やがてその「幽霊らしきもの」は部屋の外でも見えるようになった。ある日カヨがコンビニで働いている時だった。その日は夜の勤務で、客が誰もいない時に一人のサラリーマン風の男性が入って来た。何となく気の弱そうな人だ。そのまま男は店の奥の方に歩いて行った。その時カヨはレジにいて彼の姿をなんとなく目で追ってると、急に女性の声が聞こえた。
「ちょっと!梅のおにぎりないの?」
びっくりしたカヨの前に一人の女性がいた。確かに客は今入って来た男性客一人のはずだった。
「なんでいつも梅のおにぎりだけないのよ?」
四十代くらいの痩せた女性で、結構な剣幕で怒っている。カヨが驚きのあまり言葉を失っていると、
「ねえ、なんでないの?」
女性は詰め寄ってくる。我に返ったカヨは確かそれはまだ棚にあったことを思い出した。
「いや、まだありますよ」
そう言ってカヨはおにぎりのある棚へ急いだ。見ると確かにまだ梅のおにぎりはあった。
「ありますよ!ここに」
そう言って振り向くと女性はもうどこにもいなかった。男性の客がひとり不思議そうにカヨを見つめている。
「また…、出た」
カヨはひとりつぶやいた。突然の事だったのでその女性に実体があるか判断が出来なかったのだ。女性にかなりきつく怒られたのだが、この時も不思議とカヨに恐怖感はなかった。
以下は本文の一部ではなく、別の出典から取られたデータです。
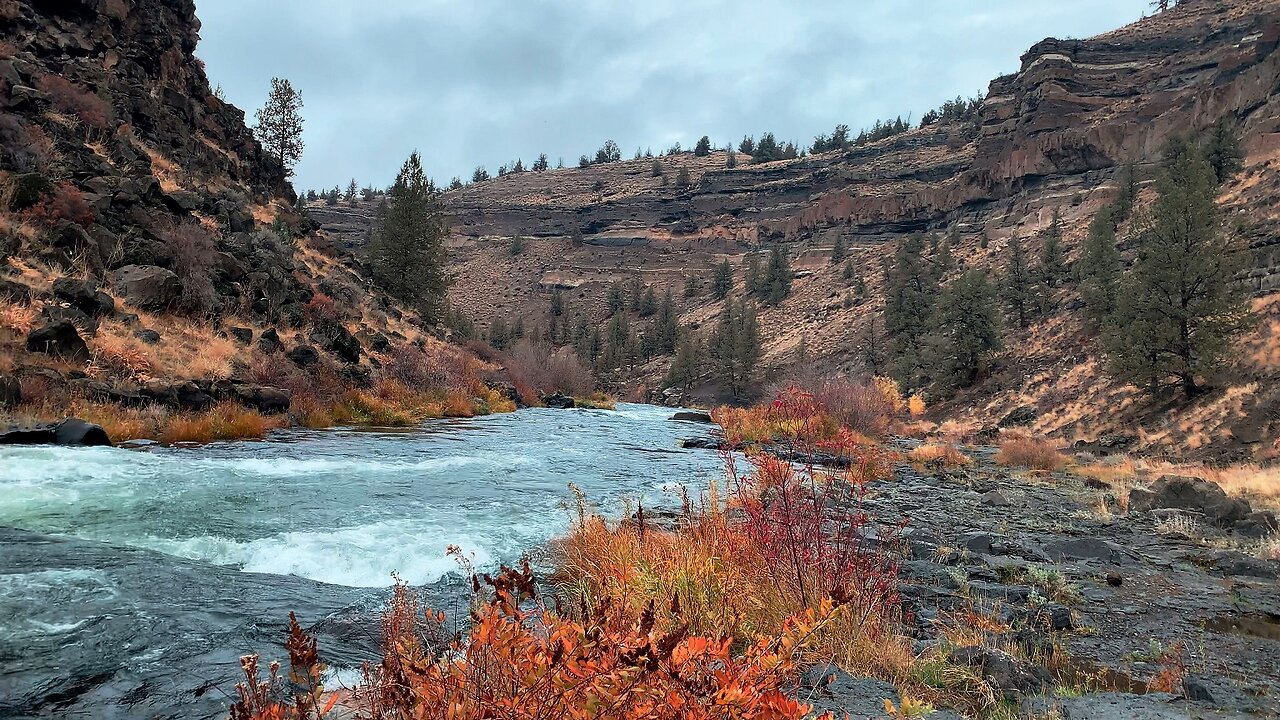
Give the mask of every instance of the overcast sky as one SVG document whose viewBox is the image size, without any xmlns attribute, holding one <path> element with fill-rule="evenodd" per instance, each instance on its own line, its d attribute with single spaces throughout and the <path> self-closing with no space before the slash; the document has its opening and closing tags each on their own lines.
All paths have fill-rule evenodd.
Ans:
<svg viewBox="0 0 1280 720">
<path fill-rule="evenodd" d="M 196 0 L 197 54 L 252 124 L 272 76 L 306 103 L 299 189 L 438 181 L 606 139 L 630 157 L 703 134 L 808 144 L 837 123 L 985 94 L 1045 37 L 1148 0 Z"/>
</svg>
別の日、カヨは渋谷で買い物をした帰り、新宿駅で電車が来るのを待っていた。一日歩き回って疲れていたカヨがホームに突っ立っていると、突然大きな声で、
「おい!危ないから線の内側に下がって!」
言われたカヨは反射的に数歩下がった。横を見ると年配の駅員が厳しい表情でカヨを睨んでいる。
「すみません」
頭を下げた時に下を見ると、カヨは線の大分内側にいた。元々線を越えてはなかったのだ。おかしいと思って顔を上げるとその駅員はもういなかった。近くで大人しそうな若い駅員が、やはり不思議そうにカヨの事を見ていた。そしてカヨの心に怖さはなかった。